~/blog
Chain Rule of Derivatives
Every weight update in a neural network comes down to one question: how does a change in W affect the loss? The problem is that Loss doesn't mention W directly. It mentions the output of a sigmoid, which depends on a weighted sum, which depends on an activation from the previous layer, which finally depends on W. To differentiate through that stack of composed functions, you need the chain rule. Without it, backpropagation has no mathematical foundation.
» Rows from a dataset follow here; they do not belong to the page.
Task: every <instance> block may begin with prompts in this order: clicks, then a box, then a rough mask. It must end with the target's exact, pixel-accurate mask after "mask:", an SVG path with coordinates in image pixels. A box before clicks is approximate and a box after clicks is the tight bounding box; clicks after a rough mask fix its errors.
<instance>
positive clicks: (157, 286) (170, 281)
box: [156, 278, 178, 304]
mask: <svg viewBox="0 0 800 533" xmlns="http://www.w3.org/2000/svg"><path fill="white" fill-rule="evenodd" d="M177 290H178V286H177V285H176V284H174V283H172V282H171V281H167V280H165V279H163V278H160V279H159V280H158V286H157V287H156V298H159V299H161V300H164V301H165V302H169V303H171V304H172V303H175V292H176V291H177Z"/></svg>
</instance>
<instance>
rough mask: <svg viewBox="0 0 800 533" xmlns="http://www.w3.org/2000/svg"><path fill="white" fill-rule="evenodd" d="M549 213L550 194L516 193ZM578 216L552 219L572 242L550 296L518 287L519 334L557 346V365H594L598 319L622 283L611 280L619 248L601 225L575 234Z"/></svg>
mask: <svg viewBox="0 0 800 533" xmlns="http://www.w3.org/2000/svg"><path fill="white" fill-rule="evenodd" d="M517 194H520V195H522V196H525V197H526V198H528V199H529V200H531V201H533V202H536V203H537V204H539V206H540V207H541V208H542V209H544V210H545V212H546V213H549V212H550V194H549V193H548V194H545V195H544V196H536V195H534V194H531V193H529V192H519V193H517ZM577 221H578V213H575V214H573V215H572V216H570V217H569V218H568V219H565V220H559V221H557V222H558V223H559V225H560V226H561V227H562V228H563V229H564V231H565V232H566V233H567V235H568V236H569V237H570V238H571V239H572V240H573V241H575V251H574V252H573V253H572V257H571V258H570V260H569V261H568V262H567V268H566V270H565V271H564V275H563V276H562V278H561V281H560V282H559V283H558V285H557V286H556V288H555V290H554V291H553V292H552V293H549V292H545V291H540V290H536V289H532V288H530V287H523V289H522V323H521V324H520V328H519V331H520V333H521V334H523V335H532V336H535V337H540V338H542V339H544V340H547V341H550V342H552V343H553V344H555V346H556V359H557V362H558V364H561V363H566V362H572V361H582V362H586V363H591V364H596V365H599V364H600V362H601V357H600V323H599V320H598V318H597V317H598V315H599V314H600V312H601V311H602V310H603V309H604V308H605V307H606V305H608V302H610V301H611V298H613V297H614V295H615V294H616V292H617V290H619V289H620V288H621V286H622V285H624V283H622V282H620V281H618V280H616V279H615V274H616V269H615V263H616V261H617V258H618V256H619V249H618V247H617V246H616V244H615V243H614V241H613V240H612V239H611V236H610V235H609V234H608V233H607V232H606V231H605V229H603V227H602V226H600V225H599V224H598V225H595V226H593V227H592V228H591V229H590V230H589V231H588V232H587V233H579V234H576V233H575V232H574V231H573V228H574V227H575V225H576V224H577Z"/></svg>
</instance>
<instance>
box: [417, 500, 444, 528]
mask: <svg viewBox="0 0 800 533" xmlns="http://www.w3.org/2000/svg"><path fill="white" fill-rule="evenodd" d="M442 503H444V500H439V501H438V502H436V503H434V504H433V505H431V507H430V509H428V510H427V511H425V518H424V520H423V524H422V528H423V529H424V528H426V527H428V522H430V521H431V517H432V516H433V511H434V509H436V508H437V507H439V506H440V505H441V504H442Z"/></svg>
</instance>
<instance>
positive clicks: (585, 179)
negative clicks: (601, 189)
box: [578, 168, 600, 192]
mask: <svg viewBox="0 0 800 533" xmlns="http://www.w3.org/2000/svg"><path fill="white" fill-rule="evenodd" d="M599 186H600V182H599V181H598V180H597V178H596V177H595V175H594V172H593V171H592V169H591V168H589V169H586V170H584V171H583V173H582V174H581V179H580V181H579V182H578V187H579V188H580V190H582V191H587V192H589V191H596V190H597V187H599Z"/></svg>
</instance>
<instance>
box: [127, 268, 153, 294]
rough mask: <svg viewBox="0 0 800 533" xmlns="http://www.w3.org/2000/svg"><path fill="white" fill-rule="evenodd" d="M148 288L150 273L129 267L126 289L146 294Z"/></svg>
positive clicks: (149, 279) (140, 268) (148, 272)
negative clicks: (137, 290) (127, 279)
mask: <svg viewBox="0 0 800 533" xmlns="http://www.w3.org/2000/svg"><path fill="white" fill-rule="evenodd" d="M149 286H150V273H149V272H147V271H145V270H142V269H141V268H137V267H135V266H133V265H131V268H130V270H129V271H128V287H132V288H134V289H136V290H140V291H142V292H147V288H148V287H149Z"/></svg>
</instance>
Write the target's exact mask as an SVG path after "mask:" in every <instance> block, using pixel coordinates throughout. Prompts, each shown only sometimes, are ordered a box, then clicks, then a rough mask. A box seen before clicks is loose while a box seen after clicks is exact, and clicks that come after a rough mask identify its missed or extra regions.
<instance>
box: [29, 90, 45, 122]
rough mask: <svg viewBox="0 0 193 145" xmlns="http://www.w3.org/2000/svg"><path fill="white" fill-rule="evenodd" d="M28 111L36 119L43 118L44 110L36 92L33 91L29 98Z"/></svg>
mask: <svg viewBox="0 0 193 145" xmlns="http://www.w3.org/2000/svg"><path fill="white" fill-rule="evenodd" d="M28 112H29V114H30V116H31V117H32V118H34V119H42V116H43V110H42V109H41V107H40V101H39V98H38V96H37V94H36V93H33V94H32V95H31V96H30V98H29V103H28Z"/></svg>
The anchor example throughout this post uses the two-layer network from earlier posts:
- Input: x = [0.5, 0.1], label y = 0
- W1 = [[0.5, -0.2], [0.3, 0.8]], b1 = [0.1, -0.1]
- W2 = [[0.6], [-0.4]], b2 = [0.0]
- Forward pass results: z1₁ = 0.33, a1₁ = 0.33, z1₂ = 0.13, a1₂ = 0.13, z2 = 0.146, ŷ = 0.536
Why the Chain Rule Exists
A neural network is nothing but a composition of functions:
ŷ = sigmoid( W2 · ReLU( W1 · x + b1 ) + b2 )
L = BCE(ŷ, y)Written as a chain: L = BCE( sigmoid( linear2( ReLU( linear1(x) ) ) ) )
Gradient descent needs ∂L/∂W1 — how much the loss changes when you nudge W1. But if you look at the BCE formula, W1 doesn't appear in it. BCE depends on ŷ. ŷ depends on z2. z2 depends on a1. a1 depends on z1. z1 depends on W1.
The loss does depend on W1, just indirectly — through a chain of intermediate variables. The chain rule formalizes exactly how to follow that chain backward.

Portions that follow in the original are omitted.